Declaring Bankruptcy is a good fit for creditors wanting a complete reset of their credit. This typically applies to debts that will take longer than five years to pay off. The two options available to individuals are Chapter 7 (liquidation) and Chapter 13 (re-organization). Creditor petition courts tend to be borrower friendly, with a nearly 95% success rate for individual Chapter 7 cases in 2016. Despite the success rate and protection afforded by a bankruptcy filing, the cost is still substantial. Bankruptcies stay on the credit report a long time: 7 years for Chapter 13 and 10 years for Chapter 7. The social stigma resulting from a bankruptcy makes it extremely difficult to obtain credit during this time. The costs are also non-trivial. In addition to legal fees, all of the borrower’s personal assets beyond bare essentials like primary residence and vehicle are subject to liquidation by a court-appointed bankruptcy trustee. In addition, the approval process may last up to six months, during which time the borrower is still subject to harassment from debt collection agencies.

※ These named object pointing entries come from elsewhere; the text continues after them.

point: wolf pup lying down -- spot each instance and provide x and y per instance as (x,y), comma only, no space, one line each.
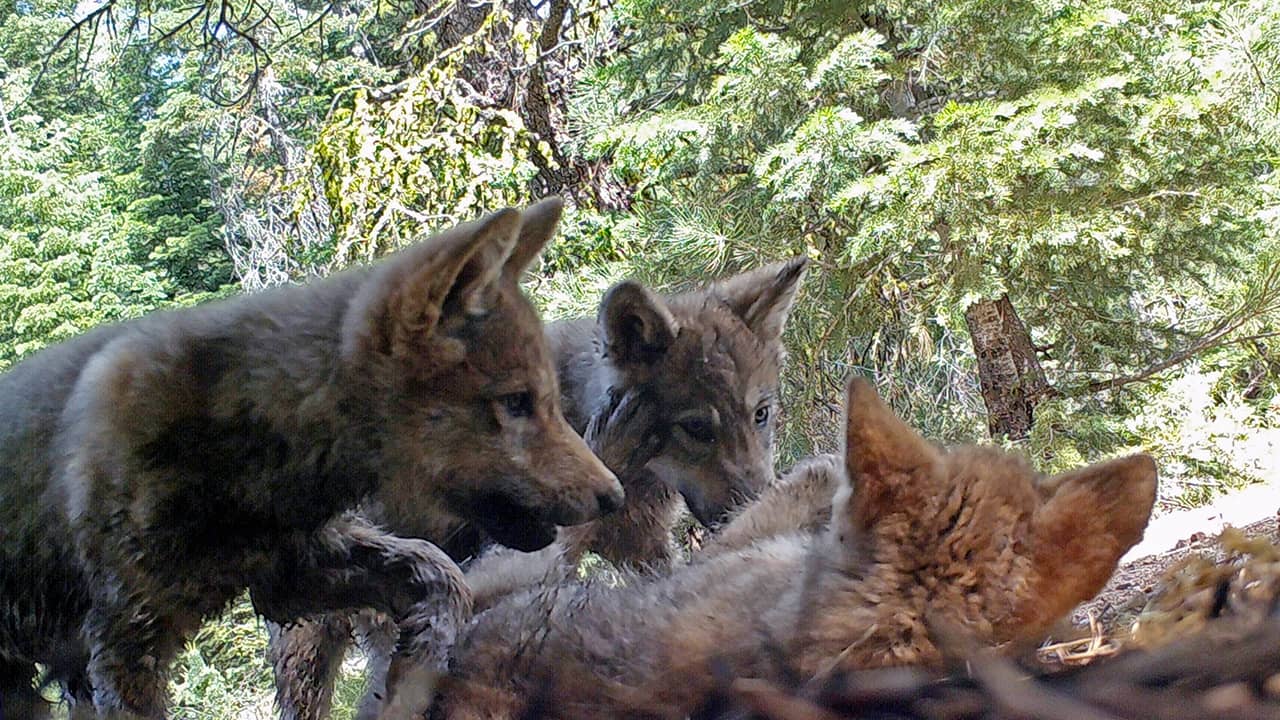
(968,536)
(151,470)
(695,383)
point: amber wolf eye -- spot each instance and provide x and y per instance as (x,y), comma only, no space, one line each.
(517,404)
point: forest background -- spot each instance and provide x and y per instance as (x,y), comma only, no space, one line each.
(1033,222)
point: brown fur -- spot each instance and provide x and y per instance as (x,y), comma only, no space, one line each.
(965,537)
(151,470)
(644,364)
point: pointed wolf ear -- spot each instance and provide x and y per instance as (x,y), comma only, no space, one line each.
(401,302)
(636,323)
(538,226)
(763,297)
(1089,519)
(888,464)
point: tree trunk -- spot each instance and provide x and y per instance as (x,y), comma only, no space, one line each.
(1010,376)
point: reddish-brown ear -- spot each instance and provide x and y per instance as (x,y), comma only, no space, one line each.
(1091,518)
(536,228)
(890,466)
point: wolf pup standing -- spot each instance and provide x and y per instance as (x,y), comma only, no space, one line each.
(694,383)
(917,534)
(154,469)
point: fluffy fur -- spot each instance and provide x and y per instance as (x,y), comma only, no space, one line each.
(965,537)
(151,470)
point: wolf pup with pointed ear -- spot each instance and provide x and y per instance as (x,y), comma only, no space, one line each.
(154,469)
(914,534)
(677,395)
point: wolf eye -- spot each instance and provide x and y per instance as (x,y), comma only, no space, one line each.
(517,404)
(698,429)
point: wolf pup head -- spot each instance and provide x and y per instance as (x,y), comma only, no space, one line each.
(709,360)
(465,395)
(970,537)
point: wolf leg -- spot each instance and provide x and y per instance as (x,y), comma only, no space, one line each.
(375,634)
(306,657)
(352,565)
(131,645)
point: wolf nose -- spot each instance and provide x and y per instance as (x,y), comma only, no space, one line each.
(609,501)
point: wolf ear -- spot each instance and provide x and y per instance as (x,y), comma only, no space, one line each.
(888,465)
(763,297)
(538,226)
(636,323)
(401,302)
(1089,519)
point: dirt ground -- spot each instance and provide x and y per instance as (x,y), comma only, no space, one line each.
(1132,584)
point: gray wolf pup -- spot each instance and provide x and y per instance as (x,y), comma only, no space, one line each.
(690,387)
(154,469)
(917,536)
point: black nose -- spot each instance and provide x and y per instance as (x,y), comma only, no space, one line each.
(609,501)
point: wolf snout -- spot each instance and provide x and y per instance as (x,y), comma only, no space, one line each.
(589,505)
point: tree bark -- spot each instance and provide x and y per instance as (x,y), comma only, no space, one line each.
(1009,373)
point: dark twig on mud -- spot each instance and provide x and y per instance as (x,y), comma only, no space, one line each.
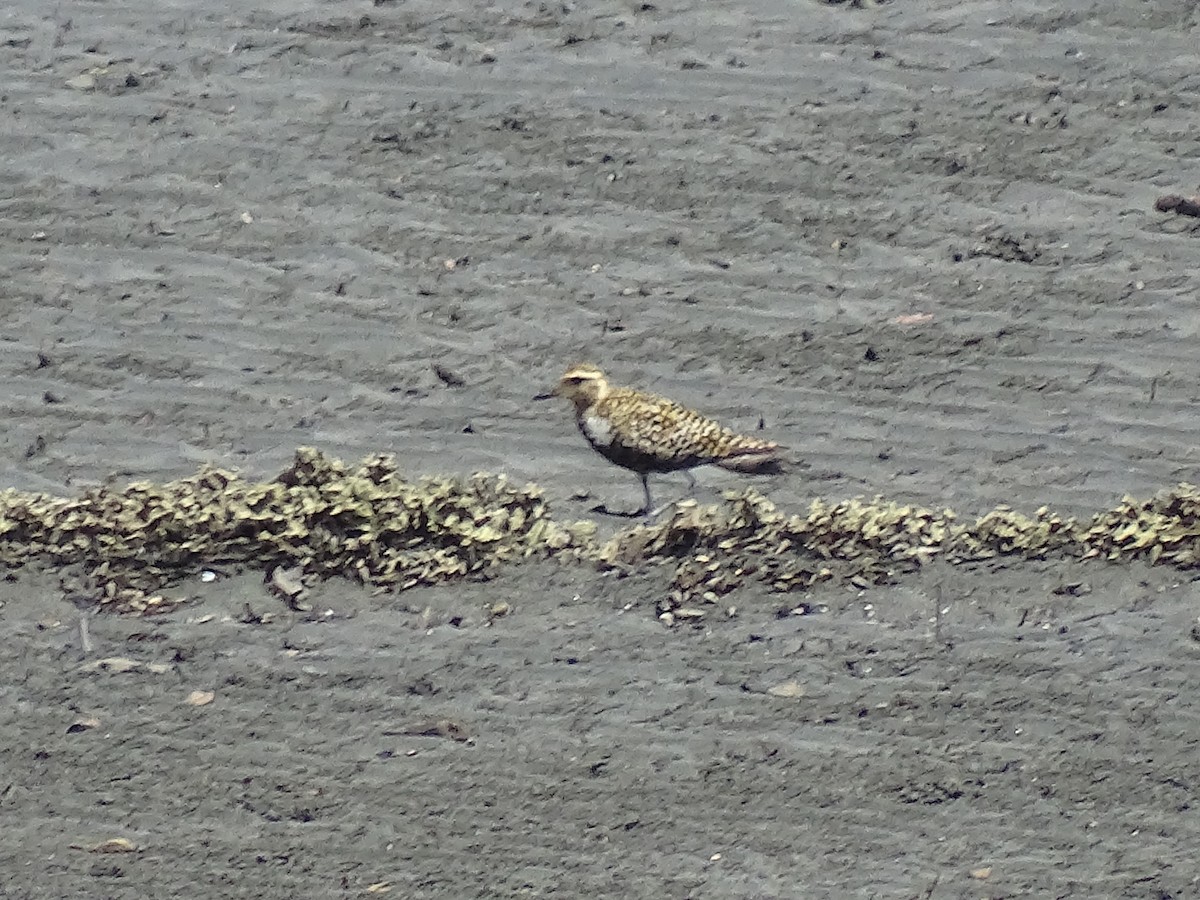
(1183,205)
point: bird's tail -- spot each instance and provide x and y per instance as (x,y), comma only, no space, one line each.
(755,460)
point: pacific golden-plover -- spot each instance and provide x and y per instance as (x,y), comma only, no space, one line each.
(647,433)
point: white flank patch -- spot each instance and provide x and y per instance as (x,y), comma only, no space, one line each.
(598,430)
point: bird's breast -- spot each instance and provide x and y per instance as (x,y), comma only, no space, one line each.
(597,429)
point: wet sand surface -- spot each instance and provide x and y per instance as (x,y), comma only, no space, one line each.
(917,241)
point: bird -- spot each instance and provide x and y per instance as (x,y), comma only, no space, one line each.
(647,433)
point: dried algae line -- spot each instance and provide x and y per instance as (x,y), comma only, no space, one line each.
(370,523)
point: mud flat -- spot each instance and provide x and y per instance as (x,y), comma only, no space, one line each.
(917,240)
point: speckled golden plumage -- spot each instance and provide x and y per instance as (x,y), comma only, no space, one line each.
(647,433)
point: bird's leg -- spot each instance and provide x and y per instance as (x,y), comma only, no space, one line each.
(646,490)
(646,510)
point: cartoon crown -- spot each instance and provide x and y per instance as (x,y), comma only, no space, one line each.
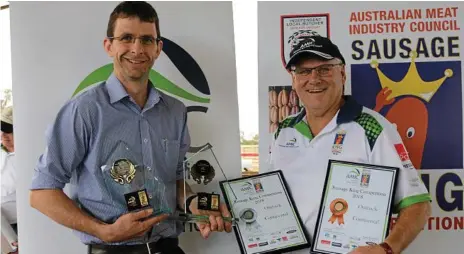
(412,83)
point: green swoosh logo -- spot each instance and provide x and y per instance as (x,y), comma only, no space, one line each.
(158,80)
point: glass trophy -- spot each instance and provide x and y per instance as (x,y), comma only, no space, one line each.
(200,169)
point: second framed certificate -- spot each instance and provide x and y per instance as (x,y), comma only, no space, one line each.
(268,219)
(356,206)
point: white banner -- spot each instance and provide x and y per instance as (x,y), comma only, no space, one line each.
(376,40)
(57,49)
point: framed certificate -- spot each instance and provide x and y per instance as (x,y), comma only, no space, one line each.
(356,206)
(268,219)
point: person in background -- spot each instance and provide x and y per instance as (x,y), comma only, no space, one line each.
(8,178)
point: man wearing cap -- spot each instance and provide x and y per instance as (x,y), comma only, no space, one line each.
(8,176)
(318,75)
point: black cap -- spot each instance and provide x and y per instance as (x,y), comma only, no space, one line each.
(314,46)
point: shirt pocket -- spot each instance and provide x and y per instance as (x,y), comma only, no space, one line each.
(171,159)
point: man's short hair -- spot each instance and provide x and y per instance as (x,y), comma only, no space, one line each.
(143,10)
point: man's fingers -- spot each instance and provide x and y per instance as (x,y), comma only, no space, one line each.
(220,223)
(142,214)
(213,223)
(228,227)
(224,211)
(142,233)
(154,220)
(205,231)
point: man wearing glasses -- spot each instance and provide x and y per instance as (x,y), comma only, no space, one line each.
(334,126)
(121,144)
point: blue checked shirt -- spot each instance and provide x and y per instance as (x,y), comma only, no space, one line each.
(102,125)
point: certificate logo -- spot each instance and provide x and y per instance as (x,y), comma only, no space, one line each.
(258,185)
(338,208)
(336,244)
(253,245)
(353,176)
(365,178)
(247,187)
(337,146)
(401,150)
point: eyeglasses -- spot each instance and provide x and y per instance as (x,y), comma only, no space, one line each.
(128,38)
(324,70)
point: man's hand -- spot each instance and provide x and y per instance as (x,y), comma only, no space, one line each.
(129,226)
(216,223)
(17,248)
(372,249)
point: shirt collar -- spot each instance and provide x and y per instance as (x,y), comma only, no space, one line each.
(117,92)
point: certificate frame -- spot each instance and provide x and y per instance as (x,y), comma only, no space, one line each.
(344,247)
(280,247)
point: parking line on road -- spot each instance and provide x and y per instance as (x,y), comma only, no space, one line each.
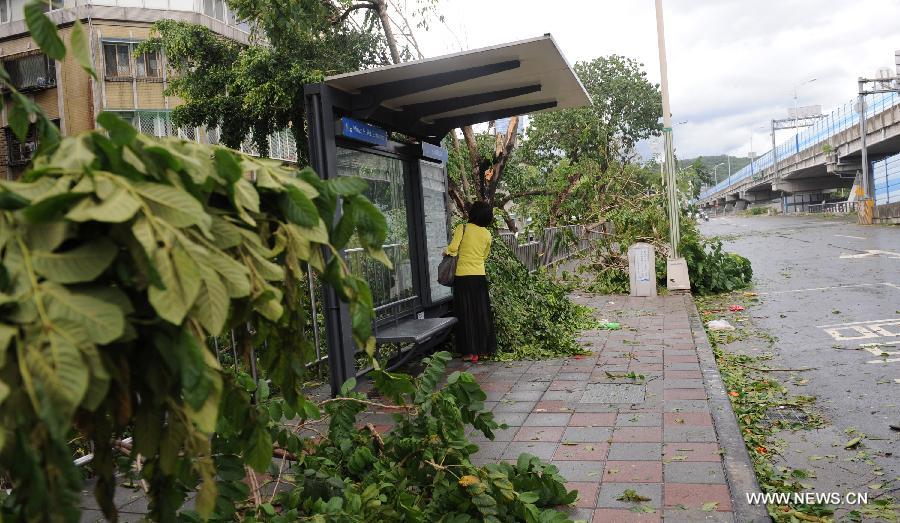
(859,323)
(832,287)
(871,252)
(854,237)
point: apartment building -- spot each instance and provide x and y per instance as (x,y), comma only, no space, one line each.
(130,85)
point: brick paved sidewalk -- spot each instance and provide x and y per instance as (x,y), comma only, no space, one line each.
(655,436)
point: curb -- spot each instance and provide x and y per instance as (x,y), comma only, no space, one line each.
(739,471)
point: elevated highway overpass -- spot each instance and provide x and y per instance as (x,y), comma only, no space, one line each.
(826,155)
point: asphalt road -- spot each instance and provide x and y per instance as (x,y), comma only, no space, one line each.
(830,292)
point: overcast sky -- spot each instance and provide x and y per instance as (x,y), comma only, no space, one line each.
(733,64)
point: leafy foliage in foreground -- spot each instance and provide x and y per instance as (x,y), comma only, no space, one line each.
(121,256)
(533,314)
(421,470)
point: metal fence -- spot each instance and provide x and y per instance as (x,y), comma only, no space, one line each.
(551,245)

Conclusion: Summary and the Underbanked
Credit scoring mechanisms in the US provide a highly effective deterrent against rampant defaults due to their widespread adoption. As chronicled above, the menu of options facing both the lender and borrower in the US is robust and can cater to the tolerance any borrower may have for lower credit. Beyond the US and for sectors with less developed mechanisms such as those serving the underbanked or many emerging market economies, lenders can still leverage this human desire to avoid social ostracism. This may come in the form of the affinity group model showcased by the veteran-focused lending platform, Streetshares. This model is akin to the Kye and Hui systems in Korea and China respectively where money is collected within a community to lend to one party. Similarly, negative enforcement in emerging markets provide effective non-violent methods, particularly for SME loans.